FWIW, the answer we got from VO (before Splunk) was that it was configurable on their end and we were granted a 90 day session expiration.

TODO:

• document default log-out scenarios in this ticket
• collect feedback for anything configurable and set to desired settings(tm)

As an additional data point, I noticed being logged out of VO past an upgrade of $something (maybe VO logout happens on user agent change)

I have reached out to Splunk and asked a few questions about session lifetime for web and mobile and possible logout scenarios.

Here are my findings:

• The web app keeps users logged in for seven days, regardless of how login happens (via SSO/traditional auth).
• The mobile SSO login has a default seven days session lifetime.
• The mobile token is configurable and possible to extend the logout SSO token for mobile.
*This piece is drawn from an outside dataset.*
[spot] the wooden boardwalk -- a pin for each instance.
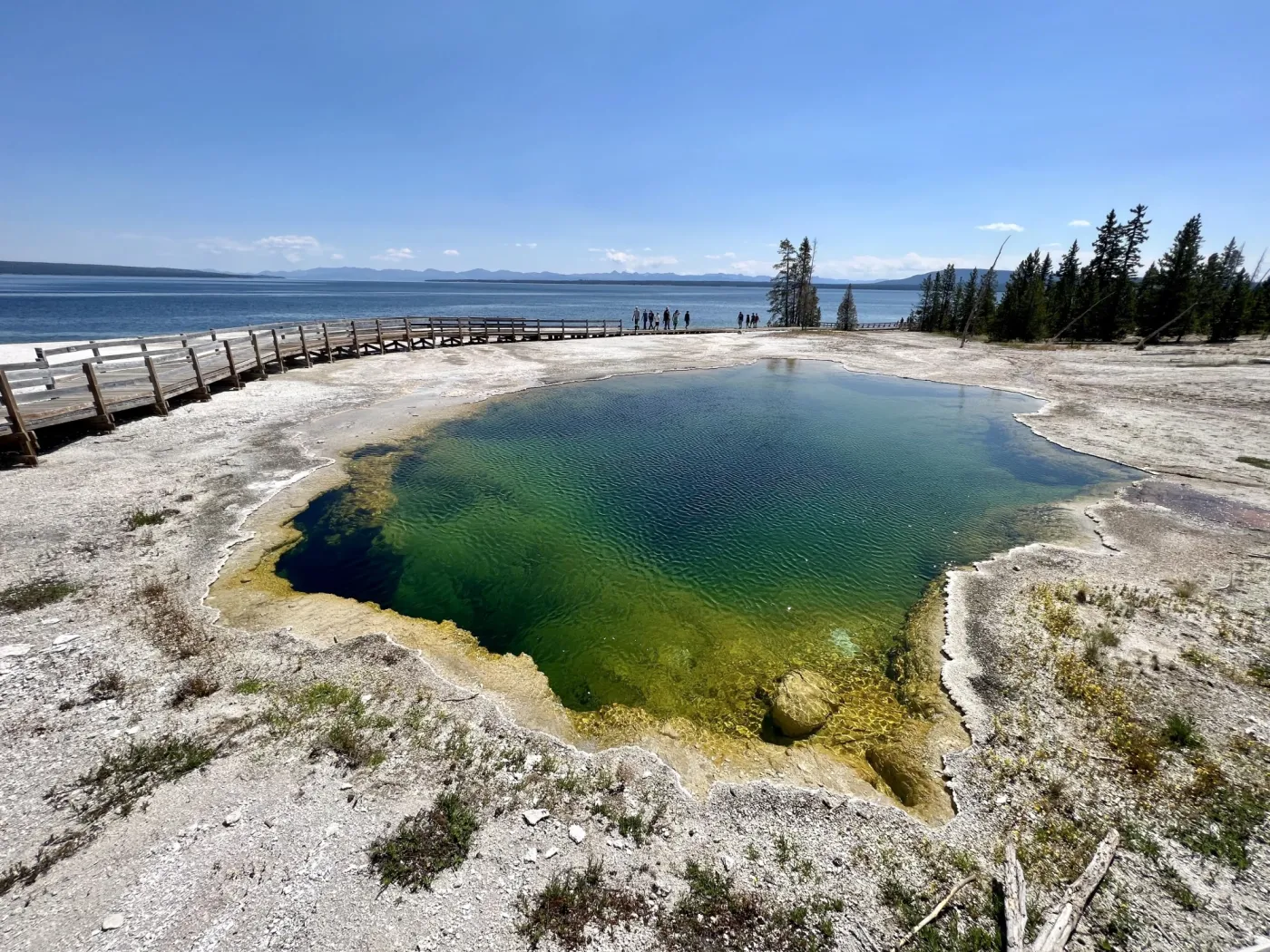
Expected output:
(91, 383)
However, those changes would need to happen on the Splunk on-call backend and be performed by their support staff

Other possible logout scenarios:

• Force log out (web)
• Clearing cache will require to (re-)authenticate (web)
• On mobile, "hard closing" the app will require (re-)authentication

Other notes:

• (Splunk) Deployments will not cause logout in most cases
• If (Splunk) deployments are identified to cause logouts, I've been informed Splunk notifies on these prior to the log out events ocurring.
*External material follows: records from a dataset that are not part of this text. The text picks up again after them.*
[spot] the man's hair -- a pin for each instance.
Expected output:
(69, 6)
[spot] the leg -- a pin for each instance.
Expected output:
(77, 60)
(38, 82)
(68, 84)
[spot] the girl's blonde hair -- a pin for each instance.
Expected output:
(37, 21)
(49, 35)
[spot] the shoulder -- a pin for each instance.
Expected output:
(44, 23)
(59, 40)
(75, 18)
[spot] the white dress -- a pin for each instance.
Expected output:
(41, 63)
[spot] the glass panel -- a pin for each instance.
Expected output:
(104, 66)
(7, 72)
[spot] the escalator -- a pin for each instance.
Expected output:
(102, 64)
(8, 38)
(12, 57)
In T284215#7139285, @colewhite wrote:

FWIW, the answer we got from VO (before Splunk) was that it was configurable on their end and we were granted a 90 day session expiration.

do we still want to shoot for 90 days?

another chat with support today and requested 90 days for mobile sessions on production. This change has been implemented in VO/Splunk Production and on the Sandbox as well. Closing and if there is new information please reopen.